Hi all, I have a custom regression model implemented in pytorch and I am noticing some discrepancies in performance that seem larger than random drift.
First let me describe my data. I have a training set(generated ‘randomly’), a dummy test set(generated ‘randomly’ in the same way as the training set), and a real world test set(significantly smaller than the dummy test set, not generated in the same way)
There are 3 cases I am comparing:
case 1: training model(custom nn.Module) with no jit at all
case 2: training torch.jit.script(model) where modules are custom nn.Module
case 3: training model where nn.Modules have been rewritten as torch.jit.ScriptModules with all methods decorated with @torch.jit.script_method.

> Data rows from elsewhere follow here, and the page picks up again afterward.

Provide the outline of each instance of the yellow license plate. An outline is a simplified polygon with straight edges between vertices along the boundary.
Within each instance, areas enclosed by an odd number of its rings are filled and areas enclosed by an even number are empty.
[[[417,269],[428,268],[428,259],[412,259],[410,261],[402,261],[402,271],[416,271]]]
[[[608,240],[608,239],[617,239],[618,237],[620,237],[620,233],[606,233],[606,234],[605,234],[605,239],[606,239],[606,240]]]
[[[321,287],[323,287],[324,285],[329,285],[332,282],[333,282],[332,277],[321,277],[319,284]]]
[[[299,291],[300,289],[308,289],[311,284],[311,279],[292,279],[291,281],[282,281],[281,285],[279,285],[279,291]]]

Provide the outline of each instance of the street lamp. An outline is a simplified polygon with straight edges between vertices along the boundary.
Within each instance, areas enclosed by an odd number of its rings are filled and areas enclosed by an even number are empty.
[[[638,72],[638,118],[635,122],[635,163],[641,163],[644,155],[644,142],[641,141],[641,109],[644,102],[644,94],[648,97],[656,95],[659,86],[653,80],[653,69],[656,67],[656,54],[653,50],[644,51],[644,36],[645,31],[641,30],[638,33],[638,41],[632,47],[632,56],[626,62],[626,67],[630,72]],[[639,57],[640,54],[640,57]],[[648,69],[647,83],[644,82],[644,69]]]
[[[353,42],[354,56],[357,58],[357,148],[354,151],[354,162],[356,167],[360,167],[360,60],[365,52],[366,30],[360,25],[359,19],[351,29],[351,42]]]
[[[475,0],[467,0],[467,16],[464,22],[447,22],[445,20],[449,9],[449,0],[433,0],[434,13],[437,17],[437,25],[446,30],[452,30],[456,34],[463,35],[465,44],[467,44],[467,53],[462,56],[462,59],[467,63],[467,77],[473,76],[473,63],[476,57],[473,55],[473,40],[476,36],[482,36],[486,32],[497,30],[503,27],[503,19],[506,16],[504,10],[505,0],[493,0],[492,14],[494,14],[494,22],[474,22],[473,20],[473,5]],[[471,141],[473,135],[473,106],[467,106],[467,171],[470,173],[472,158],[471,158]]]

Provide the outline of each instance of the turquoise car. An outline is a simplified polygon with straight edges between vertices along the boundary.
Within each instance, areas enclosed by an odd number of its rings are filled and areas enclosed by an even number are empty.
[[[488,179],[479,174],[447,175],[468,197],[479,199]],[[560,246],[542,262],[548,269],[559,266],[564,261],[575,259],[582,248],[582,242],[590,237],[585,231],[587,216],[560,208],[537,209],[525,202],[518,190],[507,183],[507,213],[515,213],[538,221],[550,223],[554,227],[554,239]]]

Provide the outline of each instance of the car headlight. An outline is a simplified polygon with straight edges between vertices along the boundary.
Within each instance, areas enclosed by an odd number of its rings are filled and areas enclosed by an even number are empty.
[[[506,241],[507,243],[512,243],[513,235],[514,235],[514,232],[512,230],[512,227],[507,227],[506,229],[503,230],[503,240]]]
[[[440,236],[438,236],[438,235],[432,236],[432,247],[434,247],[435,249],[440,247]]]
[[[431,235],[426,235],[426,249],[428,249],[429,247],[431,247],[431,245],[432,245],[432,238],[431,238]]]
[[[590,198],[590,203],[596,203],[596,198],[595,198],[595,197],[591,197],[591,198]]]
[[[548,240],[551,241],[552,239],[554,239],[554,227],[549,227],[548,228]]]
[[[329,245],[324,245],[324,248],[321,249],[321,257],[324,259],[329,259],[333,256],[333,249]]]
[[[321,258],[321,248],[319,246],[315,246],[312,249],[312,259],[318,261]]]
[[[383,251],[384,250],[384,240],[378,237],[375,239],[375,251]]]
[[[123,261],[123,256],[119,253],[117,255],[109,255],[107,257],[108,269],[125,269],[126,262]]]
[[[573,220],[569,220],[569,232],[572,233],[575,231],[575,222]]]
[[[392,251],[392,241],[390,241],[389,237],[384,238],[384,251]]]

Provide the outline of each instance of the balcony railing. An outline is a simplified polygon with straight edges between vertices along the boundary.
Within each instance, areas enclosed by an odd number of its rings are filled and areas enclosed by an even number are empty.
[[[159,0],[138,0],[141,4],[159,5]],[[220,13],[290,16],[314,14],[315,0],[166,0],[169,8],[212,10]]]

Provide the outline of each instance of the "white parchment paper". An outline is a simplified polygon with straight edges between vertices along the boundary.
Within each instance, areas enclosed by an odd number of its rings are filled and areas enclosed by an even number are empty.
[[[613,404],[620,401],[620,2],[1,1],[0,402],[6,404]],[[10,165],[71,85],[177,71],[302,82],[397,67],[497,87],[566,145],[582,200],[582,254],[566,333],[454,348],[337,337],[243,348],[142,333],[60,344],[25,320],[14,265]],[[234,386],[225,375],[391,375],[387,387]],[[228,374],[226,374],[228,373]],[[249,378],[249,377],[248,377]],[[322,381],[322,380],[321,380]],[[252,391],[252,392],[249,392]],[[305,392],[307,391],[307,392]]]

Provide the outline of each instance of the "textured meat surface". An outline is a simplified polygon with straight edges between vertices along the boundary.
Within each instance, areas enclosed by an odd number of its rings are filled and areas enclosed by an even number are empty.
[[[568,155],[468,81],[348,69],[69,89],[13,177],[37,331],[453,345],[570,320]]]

In case 1 and 2 the results are similar enough in terms of test/predict error and run times. Case 3 is where things get interesting. In case 3 I obtain significantly worse results with respect to a subset of the output features( ~10% worse MAPE than case 1 and 2) on the dummy test set. This is fine, it probably means there’s a bug in my ScriptModule code. BUT, using this ScriptModule to predict on the real world test set yields a result ~10% better than case 1 or 2. The issue here is twofold. First, I don’t actually care about my results on the dummy test set. Second, in this case I have ground truth knowledge for my real world test data, but in reality I will not have access to this knowledge and can only compare models in terms of their performance on dummy test data. How do I proceed in situations like this? I feel like I’ve opened pandora’s box here because I only started using jit to obtain some performance gains and was not expecting large differences in model results.